“登岸!”不管是为了这单生意,还是想挽回莫名失踪的两船哨探,袁尚都没有理由后退,箭在弦上不得不发,他向董袭发布统帅的最后决定,冷峻的目光直插空空的水寨。
八艘大楼船列成战阵,以排山倒海之势压向岸边,虽然都是些老弱残兵,但拉弓的力气还是有的,人一但面临生死的决择,可能会暴发出无限潜力。
“不许尿裤子!”巡视备战情况的董袭发出第一道命令便引来不少笑声,站在他跟前那名十五六岁的娃娃兵紧闭着双眼,生怕被强烈的日光晒瞎,斗大的汗珠顺着额头直倾,消失在湿润的粗布衣内。
袁尚开始打量起自己的部队,当这些甚至连统一服装都做不到的士兵进入战斗状态时,强烈的责任感袭击着他的胸腔,这便是目前的家底,要凭他们登上汉津港,突破到襄阳城下实在太难。
“命令大家解除战斗状态,给我弄只小船来!”袁尚止住厉声训斥小兵的将军董袭,他不能让这些初次跟随自己的人去冒险,身为主帅,应该亲自前往才对。
“公子,你...”董袭猜出袁尚的想法,不得不佩服统帅的胆量,执行命令大于一切。
“快去!”
“你真要去?”董袭没走多远,大乔的衣裙从舱口一直飘到船头,连同那头乌黑透亮的长发,整个人飘飘欲飞的感觉。

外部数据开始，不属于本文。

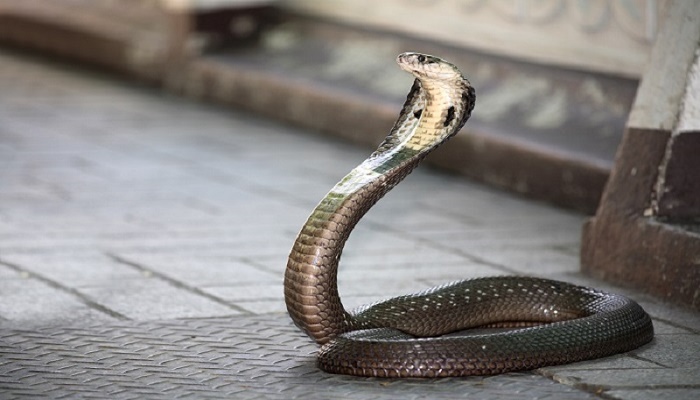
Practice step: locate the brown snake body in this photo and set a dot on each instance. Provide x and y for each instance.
(401, 337)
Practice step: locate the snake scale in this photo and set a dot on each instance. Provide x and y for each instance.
(551, 322)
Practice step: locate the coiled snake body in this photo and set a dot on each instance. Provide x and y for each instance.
(399, 337)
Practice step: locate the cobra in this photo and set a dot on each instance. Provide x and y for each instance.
(551, 322)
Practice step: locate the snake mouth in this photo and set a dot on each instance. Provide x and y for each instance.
(424, 66)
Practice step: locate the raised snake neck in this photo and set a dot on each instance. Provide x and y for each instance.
(401, 336)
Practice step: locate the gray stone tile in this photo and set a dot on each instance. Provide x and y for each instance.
(687, 393)
(29, 303)
(636, 377)
(673, 351)
(76, 271)
(205, 271)
(152, 299)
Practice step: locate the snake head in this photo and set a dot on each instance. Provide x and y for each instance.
(424, 66)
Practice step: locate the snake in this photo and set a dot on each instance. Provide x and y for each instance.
(523, 323)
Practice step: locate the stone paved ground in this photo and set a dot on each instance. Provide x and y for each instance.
(143, 240)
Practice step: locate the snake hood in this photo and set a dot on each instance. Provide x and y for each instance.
(440, 101)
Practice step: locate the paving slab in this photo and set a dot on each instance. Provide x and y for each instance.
(143, 240)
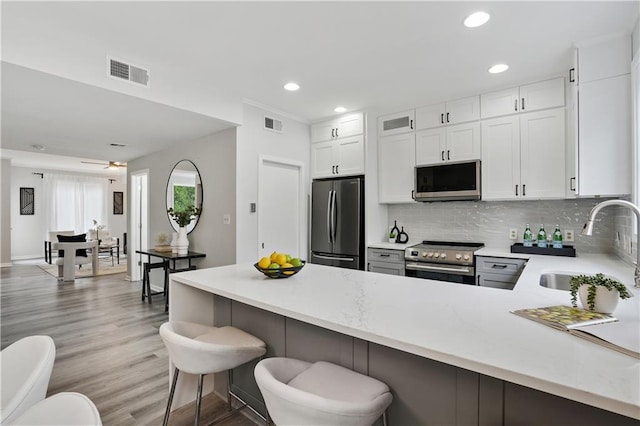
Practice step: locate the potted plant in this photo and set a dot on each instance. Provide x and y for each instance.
(597, 292)
(184, 218)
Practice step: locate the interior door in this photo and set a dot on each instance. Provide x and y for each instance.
(347, 216)
(320, 203)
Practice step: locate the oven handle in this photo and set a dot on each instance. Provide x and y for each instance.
(463, 270)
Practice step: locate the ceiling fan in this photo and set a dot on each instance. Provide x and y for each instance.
(113, 165)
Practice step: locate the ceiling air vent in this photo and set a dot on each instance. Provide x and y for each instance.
(119, 69)
(272, 124)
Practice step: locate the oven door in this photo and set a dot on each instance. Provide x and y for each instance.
(438, 272)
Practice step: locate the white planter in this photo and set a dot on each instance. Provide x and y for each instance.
(606, 300)
(183, 241)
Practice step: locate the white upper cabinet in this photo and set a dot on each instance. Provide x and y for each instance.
(346, 125)
(342, 157)
(454, 143)
(396, 164)
(393, 124)
(527, 98)
(460, 111)
(523, 157)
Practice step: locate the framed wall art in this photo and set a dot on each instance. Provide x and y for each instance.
(118, 202)
(27, 201)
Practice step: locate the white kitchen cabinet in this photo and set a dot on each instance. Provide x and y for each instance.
(602, 119)
(526, 98)
(523, 157)
(453, 143)
(454, 112)
(399, 122)
(340, 157)
(344, 126)
(396, 164)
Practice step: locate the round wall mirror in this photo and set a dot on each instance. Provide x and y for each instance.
(184, 188)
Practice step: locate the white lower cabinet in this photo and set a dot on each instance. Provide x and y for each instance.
(396, 164)
(386, 261)
(339, 157)
(523, 157)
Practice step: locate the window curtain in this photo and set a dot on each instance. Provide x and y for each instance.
(74, 202)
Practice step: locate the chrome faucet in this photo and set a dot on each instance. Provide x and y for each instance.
(587, 229)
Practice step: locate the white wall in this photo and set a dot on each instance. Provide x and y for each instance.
(28, 232)
(5, 213)
(254, 140)
(215, 158)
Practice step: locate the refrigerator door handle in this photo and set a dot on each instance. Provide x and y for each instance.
(329, 199)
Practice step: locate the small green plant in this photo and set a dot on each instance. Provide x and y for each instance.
(184, 217)
(593, 281)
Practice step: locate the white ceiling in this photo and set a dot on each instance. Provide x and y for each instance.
(381, 55)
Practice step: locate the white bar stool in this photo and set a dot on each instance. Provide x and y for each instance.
(25, 370)
(66, 408)
(201, 349)
(301, 393)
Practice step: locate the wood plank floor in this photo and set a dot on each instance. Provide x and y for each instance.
(107, 343)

望着仙女下凡般的美人,他心里有些不舍,生怕以后再也见不到这么美好的画面,但是做出的决定不允许退缩,现在便是他的战场,男人一旦战败,便没有女人愿意信任他,跟随他,即使有,那也只是出于怜悯之心。
“你照顾好尚香和凤儿,我们去去就来!”袁尚摸了摸她的手,能够感觉到对方紧张的脉博,那是在为他而跳动。
“带上这个!“大乔从脖颈处摘下银白色的护身符片,轻轻地套在袁尚脖子上,它寄托着女人所有的祈祷。
袁尚并没有拒绝,松开她的手,带着史阿和董袭登上驶来的走舸,向港岸划去。
双脚踩在软绵绵的沙滩上,再走几步,便是遍地的鹅卵石,从脚印上看,沿江并没有乱斗过的痕迹,众人抬起头,仰望高立于滩头上的寨栅,玄机便在那里。
“要不我先去探探!”身为护卫,史阿有责任挡在袁尚前面。
“又不是狼窝虎穴,怕什么!”袁尚加快脚步,并没有等二人的意思,他已经清淅的感觉得到,对方就在前面不远处候着,至于他们的目标是何物,还真是一时半会猜不到。
眼看将至寨门,只听嗖的一声,史阿的木剑抢先一步出鞘,不知是如何拍打的,那根利箭竟然落在数米之外。
“很好,很好啊!”还是那名将领,不过此时他正站在寨门塔楼之上,可以俯看到整个江岸的情况,这次已经是第三波哨探,看来对方没有丝毫退却的意思。
“楼上这位将军,我的两船哨探何在?”被刚才那箭虚扎一下,强忍住惊慌的袁尚定神道。
“你就是袁绍的儿子袁尚?”黄射来回走两步,眼神扎在来人脸上,目测这小子年纪并不大,竟然敢脱离大部队孤身前来,胆子不小。
“正是,难道我与将军往日有仇怨在身,今天如此为难在下?”
“我和你八杆子打不着,只要肯交出一个人,便将那些哨探通通放回,如何?”黄射并没有正眼瞧对方,只是从身旁士兵手中夺过弓柄,朝袁尚站立处瞄了瞄。
“何人?”
“江东郡主孙尚香!”黄射拉出个满弓,一松手,只听嘣的一声,弓弦暴裂空气。
“哦,这么说你和她有仇?”本来想直接问对方姓名,但是觉得不妥,还是挖个坑等他自己交待。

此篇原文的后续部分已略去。